Manual Redeployments
- Go to the service in the Coolify dashboard.
- Click Redeploy.
Or via the Coolify CLI:
coolify deploy --service linkden-api
coolify deploy --service linkden-webUpdating LinkDen
git pull origin main
# Push to your deployment branch, or manually redeploy in CoolifyDatabase: D1 vs. SQLite File
When running outside Cloudflare, Cloudflare D1 is not available. LinkDen uses Drizzle ORM with SQLite, which means you can use any SQLite-compatible driver:
| Environment | Database | Driver |
|---|---|---|
| Cloudflare Workers | D1 | drizzle-orm/d1 (built-in) |
| Docker / Coolify / Railway | SQLite file | better-sqlite3 or @libsql/client |
| Turso (managed libSQL) | Remote SQLite | @libsql/client |
To switch from D1 to a file-based SQLite driver, update the database initialization in packages/db/src/index.ts:
import { drizzle } from "drizzle-orm/better-sqlite3";
import Database from "better-sqlite3";
const sqlite = new Database(process.env.DATABASE_URL?.replace("file:", "") || "./data/linkden.db");
export const db = drizzle(sqlite);Or for libSQL (compatible with Turso for remote databases):
import { drizzle } from "drizzle-orm/libsql";
import { createClient } from "@libsql/client";
const client = createClient({
url: process.env.DATABASE_URL || "file:./data/linkden.db",
});
export const db = drizzle(client);Troubleshooting
Container exits immediately
Check the container logs in Coolify (click on the service, then Logs). Common causes:
- Missing required environment variables
- Port already in use
- Syntax error in Dockerfile
API cannot connect to the database
- Verify the
/datadirectory exists inside the container. - Check that the persistent volume is mounted correctly.
- Ensure
DATABASE_URLis set tofile:/data/linkden.db.

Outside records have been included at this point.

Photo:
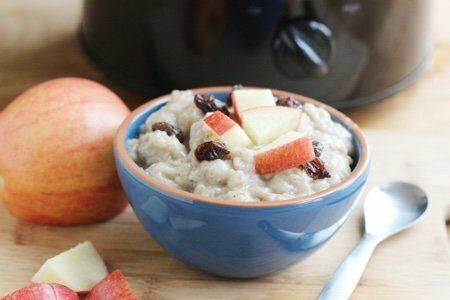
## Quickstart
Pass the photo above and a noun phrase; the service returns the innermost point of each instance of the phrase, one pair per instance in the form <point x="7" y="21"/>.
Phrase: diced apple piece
<point x="264" y="124"/>
<point x="227" y="130"/>
<point x="247" y="99"/>
<point x="79" y="268"/>
<point x="113" y="287"/>
<point x="43" y="291"/>
<point x="290" y="150"/>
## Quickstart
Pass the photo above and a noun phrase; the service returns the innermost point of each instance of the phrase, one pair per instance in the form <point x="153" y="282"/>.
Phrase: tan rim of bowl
<point x="120" y="145"/>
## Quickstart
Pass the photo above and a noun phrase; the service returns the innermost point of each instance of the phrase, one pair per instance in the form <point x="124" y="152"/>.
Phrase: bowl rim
<point x="125" y="158"/>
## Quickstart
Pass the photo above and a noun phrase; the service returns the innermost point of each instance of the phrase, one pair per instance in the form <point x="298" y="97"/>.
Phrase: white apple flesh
<point x="246" y="99"/>
<point x="79" y="268"/>
<point x="288" y="151"/>
<point x="264" y="124"/>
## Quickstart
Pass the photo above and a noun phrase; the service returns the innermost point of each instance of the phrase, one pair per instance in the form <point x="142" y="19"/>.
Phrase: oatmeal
<point x="258" y="148"/>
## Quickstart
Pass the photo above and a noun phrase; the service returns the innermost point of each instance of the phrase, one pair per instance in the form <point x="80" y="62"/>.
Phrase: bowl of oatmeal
<point x="240" y="182"/>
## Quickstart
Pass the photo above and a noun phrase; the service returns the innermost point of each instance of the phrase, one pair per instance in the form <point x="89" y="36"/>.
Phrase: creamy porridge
<point x="282" y="149"/>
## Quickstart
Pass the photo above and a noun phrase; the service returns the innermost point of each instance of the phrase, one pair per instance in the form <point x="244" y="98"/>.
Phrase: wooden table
<point x="410" y="138"/>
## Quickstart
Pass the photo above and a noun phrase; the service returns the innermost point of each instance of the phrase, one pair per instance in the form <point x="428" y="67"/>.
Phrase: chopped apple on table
<point x="227" y="130"/>
<point x="247" y="99"/>
<point x="290" y="150"/>
<point x="43" y="291"/>
<point x="113" y="287"/>
<point x="79" y="268"/>
<point x="265" y="124"/>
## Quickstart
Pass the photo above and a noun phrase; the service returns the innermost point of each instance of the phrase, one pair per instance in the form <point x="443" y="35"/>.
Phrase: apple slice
<point x="43" y="291"/>
<point x="247" y="99"/>
<point x="227" y="130"/>
<point x="79" y="268"/>
<point x="290" y="150"/>
<point x="265" y="124"/>
<point x="115" y="286"/>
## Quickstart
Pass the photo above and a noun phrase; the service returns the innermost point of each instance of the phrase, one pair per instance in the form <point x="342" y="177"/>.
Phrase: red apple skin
<point x="113" y="287"/>
<point x="56" y="159"/>
<point x="285" y="157"/>
<point x="43" y="291"/>
<point x="219" y="122"/>
<point x="237" y="113"/>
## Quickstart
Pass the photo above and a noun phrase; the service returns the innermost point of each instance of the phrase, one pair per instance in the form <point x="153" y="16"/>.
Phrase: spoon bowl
<point x="392" y="207"/>
<point x="388" y="209"/>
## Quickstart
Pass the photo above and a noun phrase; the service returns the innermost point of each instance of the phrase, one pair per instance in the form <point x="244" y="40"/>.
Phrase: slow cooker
<point x="342" y="52"/>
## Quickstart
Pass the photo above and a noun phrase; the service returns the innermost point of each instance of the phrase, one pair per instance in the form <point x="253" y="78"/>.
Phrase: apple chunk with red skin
<point x="43" y="291"/>
<point x="56" y="155"/>
<point x="288" y="151"/>
<point x="265" y="124"/>
<point x="227" y="130"/>
<point x="114" y="286"/>
<point x="245" y="99"/>
<point x="79" y="268"/>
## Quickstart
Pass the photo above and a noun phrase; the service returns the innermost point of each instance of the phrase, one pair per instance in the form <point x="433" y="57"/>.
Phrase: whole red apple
<point x="56" y="153"/>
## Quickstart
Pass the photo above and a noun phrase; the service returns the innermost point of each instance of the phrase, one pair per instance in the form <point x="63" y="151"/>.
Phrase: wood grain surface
<point x="409" y="135"/>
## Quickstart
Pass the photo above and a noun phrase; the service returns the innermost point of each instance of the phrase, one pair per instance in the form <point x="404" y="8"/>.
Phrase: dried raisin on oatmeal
<point x="169" y="129"/>
<point x="207" y="103"/>
<point x="288" y="101"/>
<point x="211" y="150"/>
<point x="318" y="148"/>
<point x="316" y="169"/>
<point x="234" y="88"/>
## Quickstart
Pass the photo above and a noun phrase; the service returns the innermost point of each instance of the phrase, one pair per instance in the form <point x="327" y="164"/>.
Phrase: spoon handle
<point x="344" y="280"/>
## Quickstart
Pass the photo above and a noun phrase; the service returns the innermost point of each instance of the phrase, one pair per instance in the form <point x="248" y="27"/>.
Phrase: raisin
<point x="288" y="101"/>
<point x="318" y="148"/>
<point x="234" y="88"/>
<point x="169" y="129"/>
<point x="316" y="169"/>
<point x="207" y="103"/>
<point x="211" y="150"/>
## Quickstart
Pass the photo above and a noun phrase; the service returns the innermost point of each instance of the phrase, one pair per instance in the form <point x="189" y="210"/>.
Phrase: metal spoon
<point x="388" y="209"/>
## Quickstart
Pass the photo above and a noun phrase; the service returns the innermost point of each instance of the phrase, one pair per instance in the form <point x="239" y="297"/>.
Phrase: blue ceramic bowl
<point x="237" y="239"/>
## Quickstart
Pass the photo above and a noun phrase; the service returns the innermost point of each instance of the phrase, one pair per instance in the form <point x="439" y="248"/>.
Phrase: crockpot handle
<point x="302" y="44"/>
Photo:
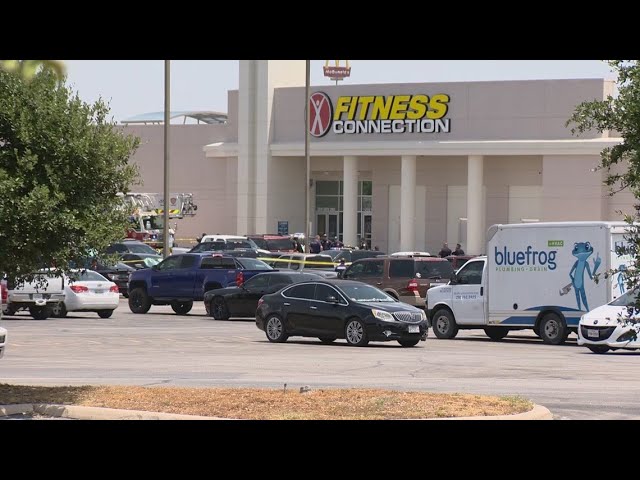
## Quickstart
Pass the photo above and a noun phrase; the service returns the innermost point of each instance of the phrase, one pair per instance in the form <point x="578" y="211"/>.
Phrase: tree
<point x="27" y="69"/>
<point x="620" y="114"/>
<point x="61" y="165"/>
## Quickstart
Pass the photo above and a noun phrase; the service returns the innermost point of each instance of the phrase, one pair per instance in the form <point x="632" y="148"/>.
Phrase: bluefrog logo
<point x="525" y="260"/>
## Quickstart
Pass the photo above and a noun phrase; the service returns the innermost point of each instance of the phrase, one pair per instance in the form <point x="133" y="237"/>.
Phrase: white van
<point x="536" y="276"/>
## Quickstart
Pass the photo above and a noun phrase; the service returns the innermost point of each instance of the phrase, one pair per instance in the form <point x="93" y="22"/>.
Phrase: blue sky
<point x="137" y="86"/>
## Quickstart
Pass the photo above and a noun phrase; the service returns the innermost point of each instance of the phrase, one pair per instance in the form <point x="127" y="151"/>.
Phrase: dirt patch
<point x="272" y="404"/>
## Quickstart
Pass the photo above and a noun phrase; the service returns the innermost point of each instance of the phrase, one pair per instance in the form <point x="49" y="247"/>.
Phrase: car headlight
<point x="382" y="315"/>
<point x="628" y="336"/>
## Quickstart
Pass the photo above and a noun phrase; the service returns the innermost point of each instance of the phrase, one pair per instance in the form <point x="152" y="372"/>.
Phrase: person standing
<point x="315" y="246"/>
<point x="446" y="251"/>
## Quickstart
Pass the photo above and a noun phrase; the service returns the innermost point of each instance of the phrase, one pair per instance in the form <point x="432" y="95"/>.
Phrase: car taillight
<point x="412" y="286"/>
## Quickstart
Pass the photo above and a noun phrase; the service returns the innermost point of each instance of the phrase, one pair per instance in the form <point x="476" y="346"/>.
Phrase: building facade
<point x="400" y="166"/>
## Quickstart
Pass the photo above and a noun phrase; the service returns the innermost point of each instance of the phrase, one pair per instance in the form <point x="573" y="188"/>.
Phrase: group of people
<point x="446" y="251"/>
<point x="317" y="245"/>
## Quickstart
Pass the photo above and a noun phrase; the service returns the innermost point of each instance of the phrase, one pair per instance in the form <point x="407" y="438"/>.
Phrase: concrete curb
<point x="97" y="413"/>
<point x="94" y="413"/>
<point x="537" y="413"/>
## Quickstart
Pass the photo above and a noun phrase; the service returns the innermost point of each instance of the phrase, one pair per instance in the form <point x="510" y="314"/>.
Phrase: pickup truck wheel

Web app shows "Failed to fetch" or API errors
- Verify
NEXT_PUBLIC_API_URLwas set correctly at build time. - Check that
CORS_ORIGINon the API matches the web app's domain. - Ensure the API service is running and healthy.
SSL certificate not provisioning
- DNS records must point to the Coolify server IP.
- Ports 80 and 443 must be open.
- Wait a few minutes for DNS propagation.
- Check Coolify logs for Let's Encrypt errors.
"Database is locked" errors
SQLite allows only one write at a time. Under heavy load:
- Enable WAL mode:
PRAGMA journal_mode=WAL; - Consider using Turso (managed libSQL) for better concurrency.